Oil prices briefly fell nearly 8 percent on Tuesday as equity markets remained weak and forecasts of swelling record high U.S. crude stockpiles faced expectations that global demand will not grow quickly enough to erase the overhang of crude any time soon.
Prices were little changed in post-settlement trade after the American Petroleum Institute (API) reported a rise in crude stockpiles last week.
Crude inventories rose by 2.4 million barrels in the week to Feb. 5 to 503.4 million, compared with analysts' expectations for an increase of 3.6 million barrels. Crude stocks at the Cushing, Oklahoma, delivery hub rose by 715,000 barrels, API said.
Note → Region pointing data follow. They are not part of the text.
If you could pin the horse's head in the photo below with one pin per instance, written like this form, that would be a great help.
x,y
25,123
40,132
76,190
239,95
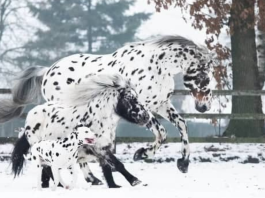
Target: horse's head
x,y
129,108
83,134
197,80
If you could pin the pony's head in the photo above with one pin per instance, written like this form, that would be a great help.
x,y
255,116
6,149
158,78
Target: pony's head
x,y
83,134
198,80
129,108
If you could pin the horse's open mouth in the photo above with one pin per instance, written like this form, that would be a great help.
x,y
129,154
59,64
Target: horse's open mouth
x,y
89,140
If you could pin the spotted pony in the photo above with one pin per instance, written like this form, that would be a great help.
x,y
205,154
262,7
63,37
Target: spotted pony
x,y
98,102
60,154
151,65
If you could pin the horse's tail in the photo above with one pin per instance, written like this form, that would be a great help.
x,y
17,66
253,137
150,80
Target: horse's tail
x,y
26,90
17,158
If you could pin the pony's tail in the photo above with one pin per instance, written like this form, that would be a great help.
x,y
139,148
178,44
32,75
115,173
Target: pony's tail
x,y
26,90
17,158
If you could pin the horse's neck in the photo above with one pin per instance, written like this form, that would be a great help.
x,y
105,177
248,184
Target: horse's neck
x,y
104,105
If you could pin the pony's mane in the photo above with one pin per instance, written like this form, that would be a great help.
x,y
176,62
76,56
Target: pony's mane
x,y
93,86
168,39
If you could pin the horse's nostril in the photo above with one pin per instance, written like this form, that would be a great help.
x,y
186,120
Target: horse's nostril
x,y
202,108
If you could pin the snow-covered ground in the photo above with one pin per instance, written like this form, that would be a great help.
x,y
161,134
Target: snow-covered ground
x,y
214,178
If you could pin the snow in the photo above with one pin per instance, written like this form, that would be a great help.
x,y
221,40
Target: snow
x,y
215,179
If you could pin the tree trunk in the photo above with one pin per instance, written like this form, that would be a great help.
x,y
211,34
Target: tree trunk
x,y
89,28
261,40
245,70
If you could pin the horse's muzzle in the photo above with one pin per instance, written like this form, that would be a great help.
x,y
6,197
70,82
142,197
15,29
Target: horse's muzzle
x,y
144,118
201,108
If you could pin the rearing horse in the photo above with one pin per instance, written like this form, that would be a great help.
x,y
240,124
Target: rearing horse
x,y
150,65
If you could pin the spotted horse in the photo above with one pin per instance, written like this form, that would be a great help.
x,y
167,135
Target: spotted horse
x,y
151,65
98,103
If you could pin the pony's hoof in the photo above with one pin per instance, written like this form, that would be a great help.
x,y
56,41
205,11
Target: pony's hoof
x,y
114,186
45,185
140,154
183,165
135,182
97,182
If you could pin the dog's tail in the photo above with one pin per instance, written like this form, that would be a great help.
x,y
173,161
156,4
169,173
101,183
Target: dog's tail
x,y
20,150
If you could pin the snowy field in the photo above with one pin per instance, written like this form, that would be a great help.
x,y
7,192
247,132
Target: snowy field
x,y
241,174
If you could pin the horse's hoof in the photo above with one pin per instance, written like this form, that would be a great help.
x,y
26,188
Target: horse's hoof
x,y
45,185
183,165
97,182
135,182
114,186
140,154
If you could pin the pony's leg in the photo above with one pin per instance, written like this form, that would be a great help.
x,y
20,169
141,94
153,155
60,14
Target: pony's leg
x,y
55,172
89,177
107,172
39,167
61,180
169,112
118,165
46,176
73,172
161,135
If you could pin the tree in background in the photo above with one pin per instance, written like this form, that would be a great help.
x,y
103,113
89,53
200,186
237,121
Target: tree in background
x,y
12,27
79,26
238,19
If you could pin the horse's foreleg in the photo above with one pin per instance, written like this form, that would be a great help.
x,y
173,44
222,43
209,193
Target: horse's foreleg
x,y
85,155
169,112
161,135
118,165
107,172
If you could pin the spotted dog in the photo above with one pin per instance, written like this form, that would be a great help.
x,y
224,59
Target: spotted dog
x,y
60,154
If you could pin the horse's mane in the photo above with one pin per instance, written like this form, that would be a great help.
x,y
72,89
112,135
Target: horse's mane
x,y
93,86
168,39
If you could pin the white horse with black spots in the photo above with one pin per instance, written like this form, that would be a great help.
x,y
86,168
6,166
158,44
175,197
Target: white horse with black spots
x,y
98,102
60,154
150,65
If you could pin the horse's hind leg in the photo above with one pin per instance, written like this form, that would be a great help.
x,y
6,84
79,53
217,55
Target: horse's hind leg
x,y
107,172
160,134
118,165
169,112
85,155
46,176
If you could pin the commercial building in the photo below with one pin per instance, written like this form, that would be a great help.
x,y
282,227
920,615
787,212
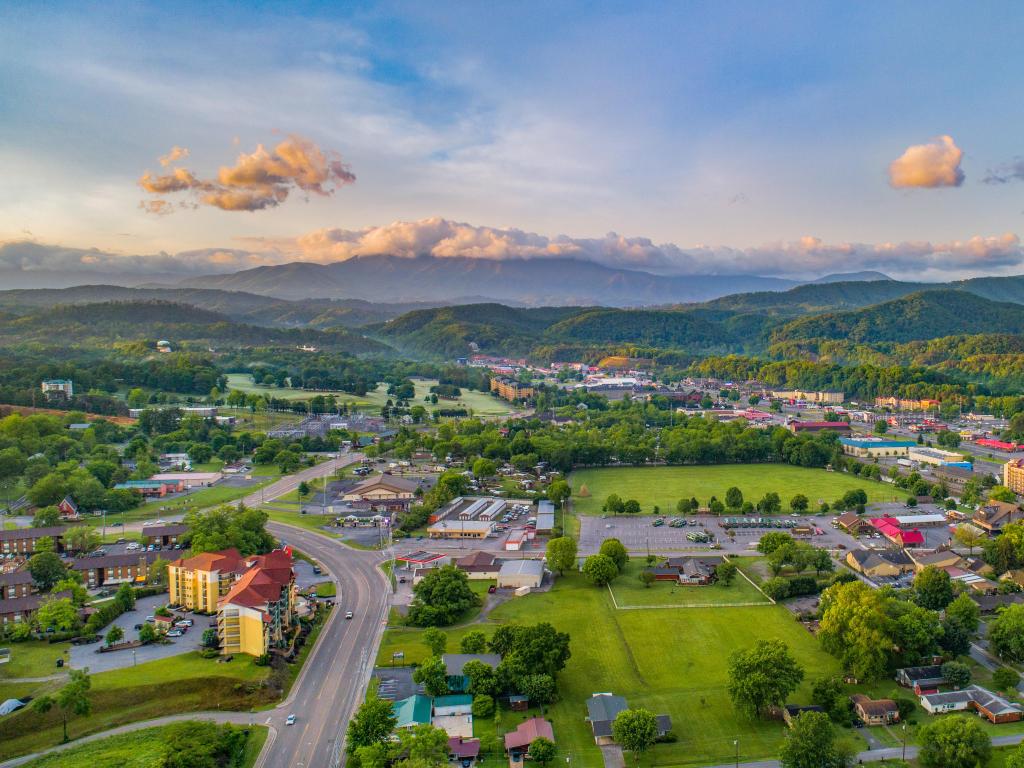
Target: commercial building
x,y
872,448
511,389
Gasoline stocks rose by 3.1 million barrels, compared with analysts' expectations in a Reuters poll for a 400,000-barrel gain.
The weekly inventory report comes before Wednesday's official stockpile numbers from the U.S. government's Energy Information Administration (EIA).
Brent crude futures were last down $2.07, or 6.3 percent at $30.81 a barrel by 6:21 p.m. ET, down from Monday's session high of $34.68. U.S. futures settled down $1.75, or 5.89 percent, at $27.94 a barrel, and were last up 37 cents, or 1.32 percent, at $28.31.
Gasoline fell almost 5 percent to around 91 cents per gallon.
Wall Street's key equity index, the S&P 500, closed down 0.07 percent after falling more than 1 percent over the past two sessions.
The dollar tumbled to a four-month low but that did not do much for oil prices which usually get a boost from the currency's depreciation versus the euro and others.
"For now, the oil market for today is keeping a continued and close watch on equities after yesterday's schizophrenic action, and awaiting the API numbers," said David Thompson, executive vice-president at Powerhouse, a commodities-focused brokerage in Washington.